The recently proposed takeover of listed KenolKobil by French firm Rubis Energie could see the NSE lose out one of its significant players who commands a market capitalization of nearly Ksh. 32 billion.
Such an outcome could likewise compound on the bourse’s muted trading activity manifested by the high count of companies running into administration to include Athi River Mining (ARM) and Deacons most recently.
Private Equity (PE) has grown to rival the NSE as an option to company’s capital needs. Firstly, private firms such as Rubis can through their well-endowed resources acquire listed firms while for private companies, the Initial Public Offer (IPO) procedure is relatively expensive and time consuming making PE the next best option to unlocking capital.
Market Analyst Aly Khan Sachu argues for a different view into sparking new listings by the NSE, a look he says can only be spurred by the state through the privatization of some of its vast corporations.

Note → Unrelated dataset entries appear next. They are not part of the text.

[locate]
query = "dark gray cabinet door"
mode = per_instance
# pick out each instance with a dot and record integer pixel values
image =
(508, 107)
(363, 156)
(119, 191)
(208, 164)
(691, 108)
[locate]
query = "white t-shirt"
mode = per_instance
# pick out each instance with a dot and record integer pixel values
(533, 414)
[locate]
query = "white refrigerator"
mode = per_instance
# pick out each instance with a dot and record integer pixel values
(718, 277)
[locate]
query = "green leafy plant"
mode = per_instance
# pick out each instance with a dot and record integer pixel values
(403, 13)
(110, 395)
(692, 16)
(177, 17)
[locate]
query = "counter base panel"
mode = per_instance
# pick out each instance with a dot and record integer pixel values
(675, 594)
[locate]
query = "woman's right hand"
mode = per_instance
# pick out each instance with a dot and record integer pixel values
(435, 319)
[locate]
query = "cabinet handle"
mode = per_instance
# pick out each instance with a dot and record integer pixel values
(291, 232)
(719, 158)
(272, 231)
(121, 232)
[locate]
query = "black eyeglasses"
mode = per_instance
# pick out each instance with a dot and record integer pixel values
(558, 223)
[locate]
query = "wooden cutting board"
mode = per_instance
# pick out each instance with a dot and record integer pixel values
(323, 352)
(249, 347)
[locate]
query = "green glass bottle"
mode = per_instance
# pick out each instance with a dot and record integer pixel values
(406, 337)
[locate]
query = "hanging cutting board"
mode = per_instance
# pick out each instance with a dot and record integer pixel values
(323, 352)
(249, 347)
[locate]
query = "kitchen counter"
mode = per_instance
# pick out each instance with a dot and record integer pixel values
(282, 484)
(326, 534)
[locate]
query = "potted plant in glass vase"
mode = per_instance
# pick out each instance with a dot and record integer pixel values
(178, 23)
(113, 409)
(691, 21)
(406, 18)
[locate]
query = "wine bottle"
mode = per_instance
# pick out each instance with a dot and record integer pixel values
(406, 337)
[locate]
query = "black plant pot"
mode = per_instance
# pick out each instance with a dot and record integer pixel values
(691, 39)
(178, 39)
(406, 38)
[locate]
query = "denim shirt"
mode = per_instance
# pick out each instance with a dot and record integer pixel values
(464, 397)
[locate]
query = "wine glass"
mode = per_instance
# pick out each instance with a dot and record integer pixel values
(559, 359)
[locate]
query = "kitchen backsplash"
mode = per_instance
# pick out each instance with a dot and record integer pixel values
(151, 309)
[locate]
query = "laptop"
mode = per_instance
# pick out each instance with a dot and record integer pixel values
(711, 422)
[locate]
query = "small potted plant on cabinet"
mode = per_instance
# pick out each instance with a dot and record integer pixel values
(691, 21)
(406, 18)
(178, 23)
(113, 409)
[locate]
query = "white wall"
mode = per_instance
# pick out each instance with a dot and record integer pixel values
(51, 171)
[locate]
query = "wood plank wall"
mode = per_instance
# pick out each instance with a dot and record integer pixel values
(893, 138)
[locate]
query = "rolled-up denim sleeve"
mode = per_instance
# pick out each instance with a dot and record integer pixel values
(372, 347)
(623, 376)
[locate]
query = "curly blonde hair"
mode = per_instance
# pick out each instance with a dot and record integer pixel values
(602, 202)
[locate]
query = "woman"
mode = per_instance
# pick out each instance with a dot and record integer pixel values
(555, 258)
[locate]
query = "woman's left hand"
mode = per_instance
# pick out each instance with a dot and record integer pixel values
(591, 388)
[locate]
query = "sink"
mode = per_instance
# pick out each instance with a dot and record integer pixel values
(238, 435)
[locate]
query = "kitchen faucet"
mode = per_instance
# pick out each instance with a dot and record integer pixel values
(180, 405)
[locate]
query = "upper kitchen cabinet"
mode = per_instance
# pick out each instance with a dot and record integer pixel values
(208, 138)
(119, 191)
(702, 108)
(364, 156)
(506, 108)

“Listings are typically led by government. If you look around the world, this is where you get massive participation from the citizenry. From a strategy point, this is a way of increasing the society’s sense of a stake in economic development. This is also the catalyst to bringing other players into the market as well,” Mr. Sachu said.
In spite of the listing concerns, the Nairobi Securities Exchange is confident of striking gold through its recently established Ibuka incubation program which seeks to groom and capacity build mid-sized private firms for possible future listings.
“We have been in discussion with a number of companies on listing on the bourse, though I can’t give any names on the same at this point, we believe that these companies will see the value of listing as soon as the market conditions improve,” the NSE responded to Citizen Digital’s queries on the timelines to the next possible market entry.